In reviewing this coverage, many of us have wondered what would have happened if not for the extraordinary Times and Post coverage of the strike. The Times’ video investigation of the strike was a remarkable almost minute-by-minute account of Mr. Ahmadi’s movement on Aug. 29, complete with security camera coverage of his comings and goings across the city, all made possible by years of reporting from Kabul. This type of coverage and insight has been lacking in the countless strikes that have occurred in places like the remote reaches of Nuristan, Afghanistan; Marib, Yemen; or Lower Shabelle, Somalia.

Indeed, we have many such examples, where local journalists and international human rights groups have alleged civilian casualties. In years past, the military often didn’t even address the allegations. Now the military will usually address the situation, but quite often that means disputing the account without saying why. Certainly there are times when journalists or NGOs get it wrong, but in some cases, it’s reasonable to assume that there were civilian casualties but a military relying on flawed procedures pronounced the strike righteous anyway. The Kabul strike will only deepen this credibility gap, and additional steps toward transparency may not be enough to bridge it.

Yet it’s more important than ever that the Biden administration does begin to bridge this gap. As a first step, U.S. Special Operations Command and Central Command should release their own findings on the strike and address whether they have taken any of the administrative or non-criminal disciplinary actions that Said indicated are available. It will be important to show not just overdue accountability for this strike but serious reforms intended to ingrain lessons learned from this tragedy.

Then there’s the question of new drone policies. In the coming months, the administration is set to release new guidance for drone strikes and commando raids. It will likely move the program toward still higher standards when it comes to constraining the use of force, protecting civilians, and improving transparency. But the Kabul strike will undermine the credibility of that document before it’s even completed and amplify the questions that my colleagues at Just Security have raised for years – e.g., about how combatant vs. non-combatant assessments are made, what reasonable certainty vs. near certainty mean, how imminence is defined for external vs. self-defense threats, and when a threat reaches a threshold that allows for a strike.

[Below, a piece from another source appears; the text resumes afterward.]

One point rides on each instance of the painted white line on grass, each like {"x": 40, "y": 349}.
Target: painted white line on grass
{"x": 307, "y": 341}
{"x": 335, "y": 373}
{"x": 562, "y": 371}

All of this suggests that we need more than a policy review of direct action. We also need a fundamental review of the operations and procedures that underpin the drone program and how those have evolved in the wake of previous mistakes. It should get into the weedy details of how operations are conducted and whether they meet what policymakers expect of them, and it should include a strong civilian voice, which is often underrepresented in such operational reviews. The administration needs to consider far more significant steps towards transparency on such operations if is to regain the public’s trust. And it may need to consider more dramatic measures that have been floated previously but foundered in the bureaucracy, such as establishing an outside or independent oversight board. Finally, the Kabul strike may reinforce the growing sense that no matter how much we try, drone operations go bad for a range of errors, both human and technological. At some point, the solution set must be more than technical fixes but rather a recognition that maybe we should conduct fewer strikes, that we shouldn’t fumble our way around countries we don’t understand very well, and that we should rely more on our defenses to keep our country safe.

There are certainly unique circumstances to the Kabul strike, but if we miss the bigger lessons, we only invite further tragedy.